Since my first son was born, our whole family has had breakfast and dinner together nearly every day. When I read that, I’m not sure how to feel. I’m proud of it, happy that my kids have parents who are so present. At the same time, I feel like I don’t work hard enough. I don’t do enough. It holds me back from taking on more at my job, whether I want to admit it or not.

I love the flexibility to go for a run during the day, bring my kids to the doctor when they need it, and regularly have fun with them. But there’s a cost. Anything you say “yes” to is a “no” to something else. Deep down, I want to say yes to my kids, not my job, but the cost is starting to grow.

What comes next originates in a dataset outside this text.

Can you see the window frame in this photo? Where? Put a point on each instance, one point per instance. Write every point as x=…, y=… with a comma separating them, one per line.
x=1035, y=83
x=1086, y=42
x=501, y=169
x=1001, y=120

I love living outside London, but again, it’s not for free. It may be spacious and less crowded, but that crowdedness is where a big city gets its value. Serendipity happens at the office, not on Zoom. Acquaintances rarely pop into the suburbs for a couple nights. I’ve seen my social circle expand to friends from daycare and school, but few (if any) share my career interests or aspirations.


The hardest thing to admit, despite the points above, my career has faltered because of my lack of focus. I don’t put my head down, ignore the outside world, and continue with my work. Instead, there’s constantly another shiny object that I reach toward. A new project or position, a different angle or new path to take. Whether in London or not, with kids or not, I’ve always been attracted to the next shiny thing.


Looking Ahead

I want to start a company. It’s not the money or some nonsense about saving the world. I want to leverage every bit of myself. I’m not a great programmer, yet that’s where I’m expected to put nearly all of my time. I don’t explore sales, product development, people management, or any of the other skills I want to build. Beyond those personal pieces, my upside is limited. That’s mostly fine, and it’s the price for having stability and security, but it doesn’t get my heart racing to wake up at 4am and get to work. To ignore Twitter and actually get to work. I make a salary, it’s comfortable, and it’s eating at my motivation.


I need to build relationships. It’s amazing how much a single conversation can change your day, your week, even your life. I sit in my own head and try to think my way out of problems.

I need to be consistent. It starts with my job but it’s more than that. There are technologies and industries I find interesting. Reevaluating my path every third day and deciding on a new industry has led me in circles. This email’s being written in 2024, but it could have easily been from 2020 or 2016.


Write More, Talk Less

I’m not sure who’s reading this. I don’t plan to publish it very widely, except on HackerNews where hopefully some kind souls can empathize and provide some much needed advice and/or encouragement.


Instead of pushing it aggressively, I’m going to write more regularly as I make progress. As I work to create a career I’m proud of.